Sunday, 8 June 2008

One Laptop per child

Some of you may have heard of the one laptop per child scheme which was set up by Mary Lou Jepson. Her aim was to build a laptop that could be used in the most extreme environments, run on solar power, have Internet access and all for $100 or less. The first version she built cost $180 and is being pioneered around the world. They have also recently developed a new one for about $70.

Currently in Nepal there are two schools pioneering the project. The teacher training programme attached to KISC has been working closely with the scheme in developing Nepali resources for the laptops and helping in the training of the teachers in one of these schools. Nepal is the first country to start developing resources for the laptops based on their own curriculum.

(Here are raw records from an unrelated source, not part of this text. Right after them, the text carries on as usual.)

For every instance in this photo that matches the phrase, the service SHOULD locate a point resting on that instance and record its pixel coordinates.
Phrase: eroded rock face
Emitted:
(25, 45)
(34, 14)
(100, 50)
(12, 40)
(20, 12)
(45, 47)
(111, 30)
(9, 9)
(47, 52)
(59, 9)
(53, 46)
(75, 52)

Last Wednesday (4th June) I had the privilege of visiting this school with 2 other BMS workers, David Browell one of the teacher trainers, and Andrew Kohn the other Geography teacher and Secondary Principle at KISC, as well as our Grade 6 class (year 7) who will be my homeroom next year.

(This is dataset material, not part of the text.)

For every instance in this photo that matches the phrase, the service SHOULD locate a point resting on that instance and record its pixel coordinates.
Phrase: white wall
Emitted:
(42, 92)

The school is on the edge of Kathmandu valley on a ridge with only a very rough road up along cliff edges most of the way. So after a fairly hairy ride up there we went into the school and spent some time playing games to help the two groups of children mix. We had 12 children while they have about 30 in their year 7, and a lot of other children from years 8 and 9 too as they were curious to meet these foreign children.

It is a very poor community with many of the children missing large parts of the school year as they have to help with the planting and at harvest time. Many walk over an hour to get to school, including most of the teachers who walk an hour and a half up the hill after the bus journey to get to the end of the main road.

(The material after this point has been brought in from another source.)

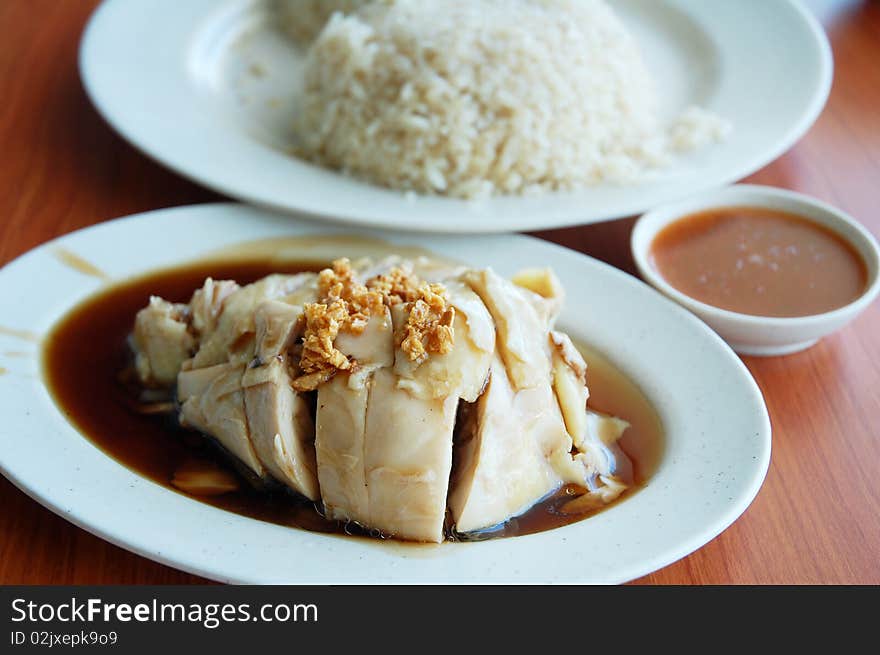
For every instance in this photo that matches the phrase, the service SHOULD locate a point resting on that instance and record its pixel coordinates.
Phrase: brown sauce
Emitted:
(759, 261)
(86, 351)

It was great to see our very privileged children who are from 8 different countries themselves getting alongside the Nepali children and learning from them. I think it was a great opportunity for both groups of children to learn from each other culturally, and a great opportunity for us all to see such an exciting programme taking place and working effectively to improve the education and opportunities of a very poor community under the dedicated hard work of their teachers.

1 comment:

Anonymous said...

I rememeber reading about these computers in the paper - I'm glad they are actually being used... sounds like the trip was amazing.
Thanks for sharing - it's great to keep reading all these little updates. Praying all else is well.